I tell you all of this as a newly made bystander. As I have been reintroduced into my world by electroconvulsive therapy (more commonly known as ECT for those oh-so-fortunately familiar with it and electroshock for those who are not)—reintroduced to my life at the ripe old age of fifty-two. My memory—especially my visual memory—has been wrenched from me. All of a sudden, I find that I seem to have forgotten who I was before. So, I need to reacquaint myself with this sort of celebrity person I seem to be. Someone who was in an iconic, blockbuster film called Star Wars. (How trippy is that?)

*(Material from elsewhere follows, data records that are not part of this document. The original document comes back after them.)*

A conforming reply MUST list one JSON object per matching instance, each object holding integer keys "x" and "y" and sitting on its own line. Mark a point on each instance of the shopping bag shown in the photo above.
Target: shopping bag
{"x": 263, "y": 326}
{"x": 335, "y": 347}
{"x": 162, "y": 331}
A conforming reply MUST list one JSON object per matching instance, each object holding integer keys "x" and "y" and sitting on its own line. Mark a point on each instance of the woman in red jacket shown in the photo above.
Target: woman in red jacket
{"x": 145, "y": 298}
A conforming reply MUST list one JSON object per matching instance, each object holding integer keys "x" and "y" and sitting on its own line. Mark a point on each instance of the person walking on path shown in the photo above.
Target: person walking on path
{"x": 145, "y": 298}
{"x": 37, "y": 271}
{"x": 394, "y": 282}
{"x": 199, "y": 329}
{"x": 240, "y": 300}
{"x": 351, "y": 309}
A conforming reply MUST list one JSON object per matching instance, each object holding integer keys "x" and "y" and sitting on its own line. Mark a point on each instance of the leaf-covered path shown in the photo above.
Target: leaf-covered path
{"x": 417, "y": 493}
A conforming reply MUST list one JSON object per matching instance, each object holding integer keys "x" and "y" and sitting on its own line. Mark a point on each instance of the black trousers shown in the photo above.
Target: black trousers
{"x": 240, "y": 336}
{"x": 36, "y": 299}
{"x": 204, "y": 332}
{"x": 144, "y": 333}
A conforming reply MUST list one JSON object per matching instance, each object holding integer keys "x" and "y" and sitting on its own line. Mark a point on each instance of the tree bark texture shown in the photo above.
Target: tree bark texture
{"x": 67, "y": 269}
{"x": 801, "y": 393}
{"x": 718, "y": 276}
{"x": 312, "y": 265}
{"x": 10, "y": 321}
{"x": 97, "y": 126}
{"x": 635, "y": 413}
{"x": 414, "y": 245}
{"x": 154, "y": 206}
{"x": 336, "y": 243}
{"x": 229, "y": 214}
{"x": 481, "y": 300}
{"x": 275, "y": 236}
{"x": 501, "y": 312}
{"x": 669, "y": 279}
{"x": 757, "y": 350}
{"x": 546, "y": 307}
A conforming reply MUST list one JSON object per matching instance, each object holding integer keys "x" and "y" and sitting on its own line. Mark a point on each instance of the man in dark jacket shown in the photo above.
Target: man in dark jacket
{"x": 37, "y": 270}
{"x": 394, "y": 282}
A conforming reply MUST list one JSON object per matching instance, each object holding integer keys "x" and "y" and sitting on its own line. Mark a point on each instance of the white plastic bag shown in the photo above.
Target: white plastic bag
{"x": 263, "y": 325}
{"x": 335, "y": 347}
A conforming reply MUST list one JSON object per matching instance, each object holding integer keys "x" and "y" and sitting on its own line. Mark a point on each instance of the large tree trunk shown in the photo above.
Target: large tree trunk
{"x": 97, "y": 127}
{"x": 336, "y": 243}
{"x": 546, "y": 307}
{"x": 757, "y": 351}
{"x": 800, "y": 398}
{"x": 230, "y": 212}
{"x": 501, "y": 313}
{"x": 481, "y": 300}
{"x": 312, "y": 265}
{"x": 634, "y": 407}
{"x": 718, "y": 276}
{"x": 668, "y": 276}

One thing I do recall is that one day when I was a toddler, I sat planted closely to the television set watching my mother in a movie called Susan Slept Here. And, at a certain point there's a scene where my very young mother tilts her face up to receive a kiss from Dick Powell. A kiss on the mouth. A romantic kiss. So, she has her eyes closed, waiting. But instead of kissing her on the mouth, Mr. Powell bends down and kisses her on the forehead. I sit there, registering this and then look quickly over my shoulder to see if anyone else had seen what I saw. To see if I should be more embarrassed for my mother than I already was. I tell you this to illustrate that I didn't know the difference between movies and real life. In my life, they tended to overlap. Cary Grant (yes, the Cary Grant) became a family friend, even though he wasn’t precisely that. And characters that my mother played in movies became confused with the person who was and is my mother. So in a way, movies became home movies. Home became another place on the movie star map.
Later on, I worked out that my mother’s appearance in the classic film Singin' in the Rain was not unlike my own appearance in Star Wars. When she made that film, she was nineteen and costarred with two men. I was also nineteen when I made Star Wars and appeared opposite two men. How this is relevant, I have no idea. Maybe I was just grasping around for a sense of continuity.